Sunday, November 1, 2009

What In the Hell Did I Do To You Karma?

I'm usually a happy girl, everything usually goes my way.
I'm friendly and nice.
I work hard and stay positive about most things and karma usually rewards me with good stuff.
So I don't get what the hell happened because lately everything has gone to shit.
It all starts off with my measly paycheck that doesn't cover my rent as a result of cut hours at work caused by our "slow season".
Then on Thursday I get the horrid horrid news from my sister that my parents have decided to get a divorce. All my shifts at work have been miserable since then.
Then to top it all off, tonight at work I asked my manager Ahn about my promotion to food runner he said "We have to get through the holidays first, you have to be my star baker for a while still". WTF?!?! Last time we talked he said I'd be a food runner BY the holidays not after.

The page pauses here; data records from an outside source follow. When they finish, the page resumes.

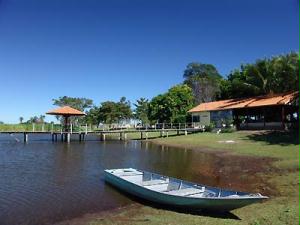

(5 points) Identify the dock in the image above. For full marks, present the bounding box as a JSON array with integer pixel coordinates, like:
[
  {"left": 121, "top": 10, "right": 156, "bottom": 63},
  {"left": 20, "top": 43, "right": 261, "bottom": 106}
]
[{"left": 0, "top": 128, "right": 204, "bottom": 143}]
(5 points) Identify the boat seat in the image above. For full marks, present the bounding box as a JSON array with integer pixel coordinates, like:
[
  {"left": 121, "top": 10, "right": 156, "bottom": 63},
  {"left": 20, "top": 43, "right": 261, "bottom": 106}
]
[
  {"left": 116, "top": 172, "right": 143, "bottom": 177},
  {"left": 166, "top": 188, "right": 205, "bottom": 196},
  {"left": 142, "top": 179, "right": 169, "bottom": 186}
]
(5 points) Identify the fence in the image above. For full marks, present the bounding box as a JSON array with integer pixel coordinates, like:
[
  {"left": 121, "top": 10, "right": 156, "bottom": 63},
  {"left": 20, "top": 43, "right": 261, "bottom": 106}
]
[{"left": 0, "top": 122, "right": 202, "bottom": 133}]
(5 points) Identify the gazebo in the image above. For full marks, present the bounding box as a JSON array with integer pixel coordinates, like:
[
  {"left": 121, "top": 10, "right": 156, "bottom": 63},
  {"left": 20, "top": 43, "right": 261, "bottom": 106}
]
[{"left": 46, "top": 106, "right": 85, "bottom": 132}]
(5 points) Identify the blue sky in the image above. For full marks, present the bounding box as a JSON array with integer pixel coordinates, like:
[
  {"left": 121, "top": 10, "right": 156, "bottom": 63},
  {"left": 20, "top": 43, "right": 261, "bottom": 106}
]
[{"left": 0, "top": 0, "right": 300, "bottom": 123}]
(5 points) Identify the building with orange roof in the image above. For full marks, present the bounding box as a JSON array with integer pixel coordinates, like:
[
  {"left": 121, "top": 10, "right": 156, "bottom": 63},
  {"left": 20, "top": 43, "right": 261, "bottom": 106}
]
[
  {"left": 46, "top": 106, "right": 85, "bottom": 132},
  {"left": 189, "top": 91, "right": 300, "bottom": 129}
]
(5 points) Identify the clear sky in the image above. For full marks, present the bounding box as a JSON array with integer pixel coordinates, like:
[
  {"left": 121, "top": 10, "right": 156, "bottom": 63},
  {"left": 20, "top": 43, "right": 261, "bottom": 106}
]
[{"left": 0, "top": 0, "right": 300, "bottom": 123}]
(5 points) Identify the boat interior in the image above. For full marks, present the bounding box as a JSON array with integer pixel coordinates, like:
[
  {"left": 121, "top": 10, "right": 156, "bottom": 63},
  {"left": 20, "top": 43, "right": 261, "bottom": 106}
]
[{"left": 108, "top": 168, "right": 251, "bottom": 198}]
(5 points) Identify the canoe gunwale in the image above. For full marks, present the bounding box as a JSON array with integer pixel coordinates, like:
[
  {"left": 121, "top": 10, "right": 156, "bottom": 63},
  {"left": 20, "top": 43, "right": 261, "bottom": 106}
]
[{"left": 104, "top": 169, "right": 268, "bottom": 201}]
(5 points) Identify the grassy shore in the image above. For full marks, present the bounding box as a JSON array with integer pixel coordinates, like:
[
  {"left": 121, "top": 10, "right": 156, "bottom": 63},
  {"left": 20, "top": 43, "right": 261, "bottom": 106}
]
[{"left": 69, "top": 132, "right": 300, "bottom": 225}]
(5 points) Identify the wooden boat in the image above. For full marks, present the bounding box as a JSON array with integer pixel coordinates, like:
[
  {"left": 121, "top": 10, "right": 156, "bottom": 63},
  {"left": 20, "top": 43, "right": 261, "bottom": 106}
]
[{"left": 104, "top": 168, "right": 268, "bottom": 211}]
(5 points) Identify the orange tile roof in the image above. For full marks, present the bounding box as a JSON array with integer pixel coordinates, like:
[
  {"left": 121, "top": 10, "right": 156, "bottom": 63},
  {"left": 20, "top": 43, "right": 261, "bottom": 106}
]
[
  {"left": 189, "top": 91, "right": 299, "bottom": 113},
  {"left": 46, "top": 106, "right": 85, "bottom": 116}
]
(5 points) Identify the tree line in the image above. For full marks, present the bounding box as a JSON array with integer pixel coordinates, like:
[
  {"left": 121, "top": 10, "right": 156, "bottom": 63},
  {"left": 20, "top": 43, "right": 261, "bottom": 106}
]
[{"left": 20, "top": 52, "right": 300, "bottom": 124}]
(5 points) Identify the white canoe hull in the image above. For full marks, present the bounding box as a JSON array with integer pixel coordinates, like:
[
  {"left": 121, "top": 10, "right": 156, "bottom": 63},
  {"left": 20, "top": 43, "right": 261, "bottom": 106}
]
[{"left": 104, "top": 169, "right": 267, "bottom": 211}]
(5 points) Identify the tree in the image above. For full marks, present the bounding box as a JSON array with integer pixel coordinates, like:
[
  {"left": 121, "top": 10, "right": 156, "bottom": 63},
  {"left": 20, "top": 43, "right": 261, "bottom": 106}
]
[
  {"left": 149, "top": 84, "right": 194, "bottom": 123},
  {"left": 183, "top": 63, "right": 222, "bottom": 104},
  {"left": 53, "top": 96, "right": 93, "bottom": 111},
  {"left": 86, "top": 97, "right": 132, "bottom": 124},
  {"left": 134, "top": 98, "right": 149, "bottom": 124}
]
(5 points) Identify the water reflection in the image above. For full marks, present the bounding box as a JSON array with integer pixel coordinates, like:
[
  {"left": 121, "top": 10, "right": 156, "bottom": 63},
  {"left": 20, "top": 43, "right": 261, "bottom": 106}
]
[{"left": 0, "top": 136, "right": 268, "bottom": 225}]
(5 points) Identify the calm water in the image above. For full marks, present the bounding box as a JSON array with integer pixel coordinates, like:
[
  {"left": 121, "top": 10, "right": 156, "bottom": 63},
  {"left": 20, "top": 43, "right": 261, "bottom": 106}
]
[{"left": 0, "top": 135, "right": 258, "bottom": 225}]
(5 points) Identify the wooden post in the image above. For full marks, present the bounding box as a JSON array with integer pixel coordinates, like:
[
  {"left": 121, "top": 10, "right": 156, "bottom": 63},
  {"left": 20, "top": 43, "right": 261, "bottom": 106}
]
[
  {"left": 281, "top": 106, "right": 285, "bottom": 129},
  {"left": 263, "top": 107, "right": 266, "bottom": 129},
  {"left": 24, "top": 132, "right": 28, "bottom": 143},
  {"left": 100, "top": 133, "right": 105, "bottom": 141}
]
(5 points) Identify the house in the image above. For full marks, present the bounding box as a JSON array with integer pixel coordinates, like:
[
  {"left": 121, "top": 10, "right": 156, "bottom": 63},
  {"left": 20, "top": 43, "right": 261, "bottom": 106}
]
[{"left": 189, "top": 91, "right": 300, "bottom": 129}]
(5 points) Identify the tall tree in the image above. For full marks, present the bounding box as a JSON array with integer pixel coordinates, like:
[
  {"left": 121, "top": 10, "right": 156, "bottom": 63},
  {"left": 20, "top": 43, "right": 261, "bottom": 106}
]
[
  {"left": 53, "top": 96, "right": 93, "bottom": 111},
  {"left": 86, "top": 97, "right": 132, "bottom": 124},
  {"left": 134, "top": 98, "right": 149, "bottom": 124},
  {"left": 149, "top": 84, "right": 194, "bottom": 123},
  {"left": 183, "top": 63, "right": 222, "bottom": 104}
]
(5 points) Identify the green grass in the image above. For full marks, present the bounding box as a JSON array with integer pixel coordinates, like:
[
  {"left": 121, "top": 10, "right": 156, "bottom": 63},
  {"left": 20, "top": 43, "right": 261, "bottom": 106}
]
[
  {"left": 0, "top": 123, "right": 61, "bottom": 132},
  {"left": 69, "top": 132, "right": 300, "bottom": 225}
]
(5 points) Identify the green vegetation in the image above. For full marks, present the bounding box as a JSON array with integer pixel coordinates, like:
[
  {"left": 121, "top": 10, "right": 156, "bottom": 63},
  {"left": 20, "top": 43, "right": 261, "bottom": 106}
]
[
  {"left": 86, "top": 132, "right": 300, "bottom": 225},
  {"left": 149, "top": 85, "right": 194, "bottom": 123},
  {"left": 0, "top": 123, "right": 61, "bottom": 132},
  {"left": 183, "top": 62, "right": 222, "bottom": 105}
]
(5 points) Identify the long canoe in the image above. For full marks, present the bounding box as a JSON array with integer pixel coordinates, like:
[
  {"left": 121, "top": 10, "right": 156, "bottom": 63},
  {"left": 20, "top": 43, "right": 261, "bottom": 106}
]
[{"left": 104, "top": 168, "right": 268, "bottom": 211}]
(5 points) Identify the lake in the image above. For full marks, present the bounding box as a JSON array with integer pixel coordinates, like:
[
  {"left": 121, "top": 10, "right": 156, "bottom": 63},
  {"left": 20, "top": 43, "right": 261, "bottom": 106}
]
[{"left": 0, "top": 135, "right": 262, "bottom": 225}]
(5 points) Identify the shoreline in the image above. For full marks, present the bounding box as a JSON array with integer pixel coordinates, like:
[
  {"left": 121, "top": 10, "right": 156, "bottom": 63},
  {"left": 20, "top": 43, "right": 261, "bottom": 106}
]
[{"left": 53, "top": 134, "right": 280, "bottom": 225}]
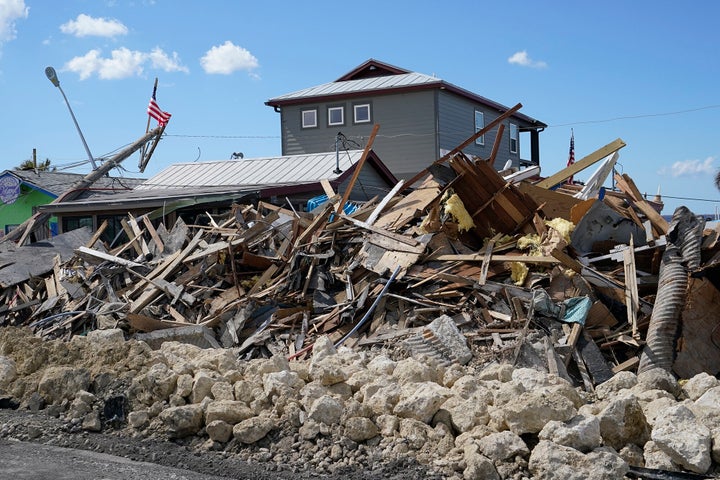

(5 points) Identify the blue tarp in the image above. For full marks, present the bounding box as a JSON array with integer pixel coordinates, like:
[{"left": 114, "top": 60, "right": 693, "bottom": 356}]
[{"left": 307, "top": 194, "right": 358, "bottom": 215}]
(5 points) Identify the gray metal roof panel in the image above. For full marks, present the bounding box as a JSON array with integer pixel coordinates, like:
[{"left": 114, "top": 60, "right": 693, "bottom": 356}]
[
  {"left": 135, "top": 150, "right": 362, "bottom": 191},
  {"left": 269, "top": 72, "right": 442, "bottom": 103}
]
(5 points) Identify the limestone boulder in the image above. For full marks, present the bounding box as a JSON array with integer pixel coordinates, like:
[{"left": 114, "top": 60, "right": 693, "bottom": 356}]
[
  {"left": 651, "top": 405, "right": 712, "bottom": 473},
  {"left": 158, "top": 405, "right": 203, "bottom": 438},
  {"left": 595, "top": 372, "right": 638, "bottom": 400},
  {"left": 393, "top": 382, "right": 452, "bottom": 423},
  {"left": 528, "top": 440, "right": 628, "bottom": 480},
  {"left": 598, "top": 395, "right": 650, "bottom": 451},
  {"left": 345, "top": 417, "right": 379, "bottom": 443},
  {"left": 233, "top": 416, "right": 275, "bottom": 445},
  {"left": 205, "top": 420, "right": 233, "bottom": 443},
  {"left": 205, "top": 400, "right": 255, "bottom": 425},
  {"left": 538, "top": 414, "right": 602, "bottom": 452},
  {"left": 463, "top": 444, "right": 500, "bottom": 480},
  {"left": 477, "top": 430, "right": 530, "bottom": 462},
  {"left": 130, "top": 363, "right": 178, "bottom": 405},
  {"left": 682, "top": 372, "right": 720, "bottom": 401},
  {"left": 502, "top": 391, "right": 577, "bottom": 435},
  {"left": 0, "top": 355, "right": 17, "bottom": 389},
  {"left": 308, "top": 395, "right": 343, "bottom": 425},
  {"left": 38, "top": 366, "right": 90, "bottom": 404},
  {"left": 263, "top": 370, "right": 305, "bottom": 397}
]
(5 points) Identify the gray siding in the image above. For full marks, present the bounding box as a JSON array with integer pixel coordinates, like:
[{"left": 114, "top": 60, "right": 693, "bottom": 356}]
[
  {"left": 438, "top": 91, "right": 521, "bottom": 168},
  {"left": 281, "top": 91, "right": 439, "bottom": 178}
]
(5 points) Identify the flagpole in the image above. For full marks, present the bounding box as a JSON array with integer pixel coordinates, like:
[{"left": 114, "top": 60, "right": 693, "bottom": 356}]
[{"left": 138, "top": 77, "right": 158, "bottom": 169}]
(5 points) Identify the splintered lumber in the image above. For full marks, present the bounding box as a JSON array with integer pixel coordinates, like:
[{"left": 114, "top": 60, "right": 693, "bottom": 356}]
[
  {"left": 405, "top": 103, "right": 522, "bottom": 187},
  {"left": 130, "top": 230, "right": 202, "bottom": 313},
  {"left": 75, "top": 246, "right": 143, "bottom": 268},
  {"left": 434, "top": 253, "right": 561, "bottom": 264},
  {"left": 516, "top": 182, "right": 580, "bottom": 220},
  {"left": 536, "top": 138, "right": 626, "bottom": 188},
  {"left": 335, "top": 123, "right": 380, "bottom": 214},
  {"left": 450, "top": 154, "right": 538, "bottom": 237},
  {"left": 615, "top": 173, "right": 669, "bottom": 235},
  {"left": 372, "top": 178, "right": 442, "bottom": 231},
  {"left": 0, "top": 126, "right": 165, "bottom": 245}
]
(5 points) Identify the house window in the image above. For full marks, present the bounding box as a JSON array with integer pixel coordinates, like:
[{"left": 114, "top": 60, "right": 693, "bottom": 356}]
[
  {"left": 510, "top": 123, "right": 518, "bottom": 153},
  {"left": 328, "top": 107, "right": 345, "bottom": 126},
  {"left": 302, "top": 108, "right": 317, "bottom": 128},
  {"left": 353, "top": 103, "right": 370, "bottom": 123},
  {"left": 475, "top": 110, "right": 485, "bottom": 145}
]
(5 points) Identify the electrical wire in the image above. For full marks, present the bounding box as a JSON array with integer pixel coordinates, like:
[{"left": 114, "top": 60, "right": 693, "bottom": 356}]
[{"left": 548, "top": 105, "right": 720, "bottom": 128}]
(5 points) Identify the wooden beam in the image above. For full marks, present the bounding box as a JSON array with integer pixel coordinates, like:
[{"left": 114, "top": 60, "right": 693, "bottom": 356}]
[
  {"left": 536, "top": 138, "right": 625, "bottom": 188},
  {"left": 405, "top": 103, "right": 522, "bottom": 187},
  {"left": 335, "top": 123, "right": 380, "bottom": 214},
  {"left": 487, "top": 123, "right": 505, "bottom": 167}
]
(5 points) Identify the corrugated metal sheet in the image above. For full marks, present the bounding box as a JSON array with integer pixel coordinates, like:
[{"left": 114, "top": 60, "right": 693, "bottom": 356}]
[
  {"left": 136, "top": 150, "right": 362, "bottom": 190},
  {"left": 7, "top": 170, "right": 145, "bottom": 198},
  {"left": 268, "top": 72, "right": 443, "bottom": 104}
]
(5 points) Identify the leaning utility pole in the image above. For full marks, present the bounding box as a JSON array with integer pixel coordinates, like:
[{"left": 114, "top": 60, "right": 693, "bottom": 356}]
[{"left": 0, "top": 125, "right": 165, "bottom": 245}]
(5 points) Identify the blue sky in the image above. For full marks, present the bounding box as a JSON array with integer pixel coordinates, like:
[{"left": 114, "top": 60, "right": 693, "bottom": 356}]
[{"left": 0, "top": 0, "right": 720, "bottom": 214}]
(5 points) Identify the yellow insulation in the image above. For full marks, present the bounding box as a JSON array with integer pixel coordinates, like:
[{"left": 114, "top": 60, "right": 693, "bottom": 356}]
[{"left": 445, "top": 193, "right": 475, "bottom": 232}]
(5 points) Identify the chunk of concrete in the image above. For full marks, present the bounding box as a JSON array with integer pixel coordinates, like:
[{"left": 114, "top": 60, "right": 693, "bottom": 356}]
[{"left": 135, "top": 325, "right": 220, "bottom": 350}]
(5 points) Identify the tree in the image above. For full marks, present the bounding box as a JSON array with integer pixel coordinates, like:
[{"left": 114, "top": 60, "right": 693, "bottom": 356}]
[{"left": 15, "top": 158, "right": 55, "bottom": 172}]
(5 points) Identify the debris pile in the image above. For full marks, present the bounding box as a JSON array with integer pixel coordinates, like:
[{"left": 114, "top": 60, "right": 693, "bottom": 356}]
[
  {"left": 0, "top": 328, "right": 720, "bottom": 479},
  {"left": 0, "top": 137, "right": 720, "bottom": 478}
]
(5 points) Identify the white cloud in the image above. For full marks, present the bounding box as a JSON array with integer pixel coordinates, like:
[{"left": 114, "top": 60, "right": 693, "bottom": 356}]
[
  {"left": 0, "top": 0, "right": 29, "bottom": 51},
  {"left": 63, "top": 47, "right": 188, "bottom": 80},
  {"left": 148, "top": 47, "right": 190, "bottom": 73},
  {"left": 200, "top": 41, "right": 259, "bottom": 75},
  {"left": 658, "top": 157, "right": 716, "bottom": 178},
  {"left": 508, "top": 50, "right": 547, "bottom": 68},
  {"left": 60, "top": 13, "right": 128, "bottom": 37}
]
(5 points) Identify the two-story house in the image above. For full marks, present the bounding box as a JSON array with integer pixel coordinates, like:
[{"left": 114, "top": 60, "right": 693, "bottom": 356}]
[{"left": 265, "top": 59, "right": 547, "bottom": 178}]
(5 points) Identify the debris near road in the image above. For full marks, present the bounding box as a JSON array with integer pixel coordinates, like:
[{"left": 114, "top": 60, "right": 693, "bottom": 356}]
[
  {"left": 0, "top": 140, "right": 720, "bottom": 478},
  {"left": 0, "top": 140, "right": 720, "bottom": 390}
]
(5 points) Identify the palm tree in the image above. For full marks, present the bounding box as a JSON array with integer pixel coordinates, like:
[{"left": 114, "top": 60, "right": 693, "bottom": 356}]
[{"left": 15, "top": 158, "right": 55, "bottom": 172}]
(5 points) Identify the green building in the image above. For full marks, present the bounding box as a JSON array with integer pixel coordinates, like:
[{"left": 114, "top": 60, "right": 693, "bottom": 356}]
[{"left": 0, "top": 170, "right": 143, "bottom": 242}]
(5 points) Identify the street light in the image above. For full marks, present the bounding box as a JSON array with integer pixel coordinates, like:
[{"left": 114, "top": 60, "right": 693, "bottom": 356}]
[{"left": 45, "top": 67, "right": 97, "bottom": 170}]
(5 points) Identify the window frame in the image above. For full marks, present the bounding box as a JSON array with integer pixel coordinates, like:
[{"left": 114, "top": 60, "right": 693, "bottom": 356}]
[
  {"left": 473, "top": 108, "right": 485, "bottom": 145},
  {"left": 300, "top": 108, "right": 318, "bottom": 129},
  {"left": 353, "top": 102, "right": 372, "bottom": 125},
  {"left": 510, "top": 123, "right": 520, "bottom": 153},
  {"left": 327, "top": 105, "right": 345, "bottom": 127}
]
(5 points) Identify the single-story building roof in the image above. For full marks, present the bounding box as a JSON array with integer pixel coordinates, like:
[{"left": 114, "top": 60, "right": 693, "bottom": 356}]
[
  {"left": 0, "top": 170, "right": 145, "bottom": 202},
  {"left": 40, "top": 150, "right": 398, "bottom": 213},
  {"left": 265, "top": 58, "right": 547, "bottom": 128}
]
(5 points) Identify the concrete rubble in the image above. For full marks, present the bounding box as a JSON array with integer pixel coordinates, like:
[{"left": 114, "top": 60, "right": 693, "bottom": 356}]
[
  {"left": 0, "top": 130, "right": 720, "bottom": 479},
  {"left": 0, "top": 328, "right": 720, "bottom": 479}
]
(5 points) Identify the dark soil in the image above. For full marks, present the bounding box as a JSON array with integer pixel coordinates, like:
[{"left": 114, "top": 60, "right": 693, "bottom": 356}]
[{"left": 0, "top": 409, "right": 443, "bottom": 480}]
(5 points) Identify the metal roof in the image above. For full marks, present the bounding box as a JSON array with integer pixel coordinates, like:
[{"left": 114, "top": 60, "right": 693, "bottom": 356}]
[
  {"left": 135, "top": 150, "right": 372, "bottom": 191},
  {"left": 265, "top": 59, "right": 547, "bottom": 128},
  {"left": 39, "top": 150, "right": 398, "bottom": 213},
  {"left": 0, "top": 170, "right": 145, "bottom": 198},
  {"left": 267, "top": 72, "right": 443, "bottom": 105}
]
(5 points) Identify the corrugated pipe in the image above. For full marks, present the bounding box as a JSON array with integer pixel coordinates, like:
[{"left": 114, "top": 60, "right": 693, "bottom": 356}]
[{"left": 638, "top": 207, "right": 704, "bottom": 373}]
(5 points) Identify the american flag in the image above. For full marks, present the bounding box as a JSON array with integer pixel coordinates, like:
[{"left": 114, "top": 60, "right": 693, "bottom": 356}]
[
  {"left": 148, "top": 85, "right": 172, "bottom": 126},
  {"left": 567, "top": 129, "right": 575, "bottom": 185}
]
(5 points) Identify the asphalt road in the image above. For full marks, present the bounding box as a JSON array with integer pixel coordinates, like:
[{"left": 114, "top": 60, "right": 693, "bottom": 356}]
[{"left": 0, "top": 440, "right": 229, "bottom": 480}]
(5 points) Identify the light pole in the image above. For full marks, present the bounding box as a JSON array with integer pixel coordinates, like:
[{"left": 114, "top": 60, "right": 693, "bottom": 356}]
[{"left": 45, "top": 67, "right": 97, "bottom": 170}]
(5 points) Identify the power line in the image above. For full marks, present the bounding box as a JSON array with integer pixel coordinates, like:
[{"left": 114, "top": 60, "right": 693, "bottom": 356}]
[
  {"left": 661, "top": 194, "right": 720, "bottom": 203},
  {"left": 548, "top": 105, "right": 720, "bottom": 128}
]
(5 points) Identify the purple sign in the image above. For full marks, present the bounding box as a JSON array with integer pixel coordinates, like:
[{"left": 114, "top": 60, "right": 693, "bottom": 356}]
[{"left": 0, "top": 175, "right": 20, "bottom": 204}]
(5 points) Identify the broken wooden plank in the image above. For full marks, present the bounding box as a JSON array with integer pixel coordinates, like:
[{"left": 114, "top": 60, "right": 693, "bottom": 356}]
[
  {"left": 75, "top": 246, "right": 143, "bottom": 268},
  {"left": 335, "top": 123, "right": 380, "bottom": 215},
  {"left": 536, "top": 138, "right": 626, "bottom": 188}
]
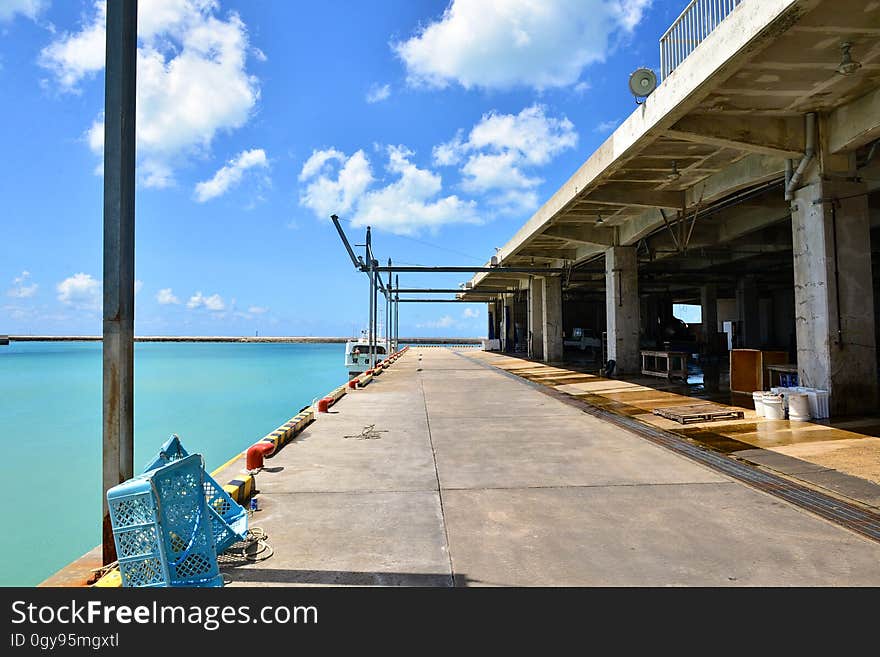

I got a incredibly low score on my math placement test so I have to go in on Tuesday and take a lower level math test. Now I feel like more of a F@cking idiot.

My car is on the verge of breaking down.

My back is out of place so I cant walk, sit, stand, or sleep comfortably, and its probably one of the causes of my almost constant headache that's been plaguing me this past week.

My solid foundation that was my family and home has been broken and it feels like my life is crumbling because of it.

And how do you reply when people ask if your ok? I've always been a lousy liar and I dont know what to say to people when they ask. Everything isnt ok but if I try to talk about it I burst into tears which makes them feel awkward and me feel stupid and angry. So I reply "OK" or "fine" which is not true and hurry away.

I would get drunk to try to drown it all out, but that would just cost money that I dont have and add a hangover to my list of woes.

I know, I know, in the end it will all be, OK but it sure is fucking miserable right now. It would help if I could just stay in bed for a week.

So, Karma if your listening, Im sorry for whatever I did. Will you please start being kind to me again? I would really appreciate it.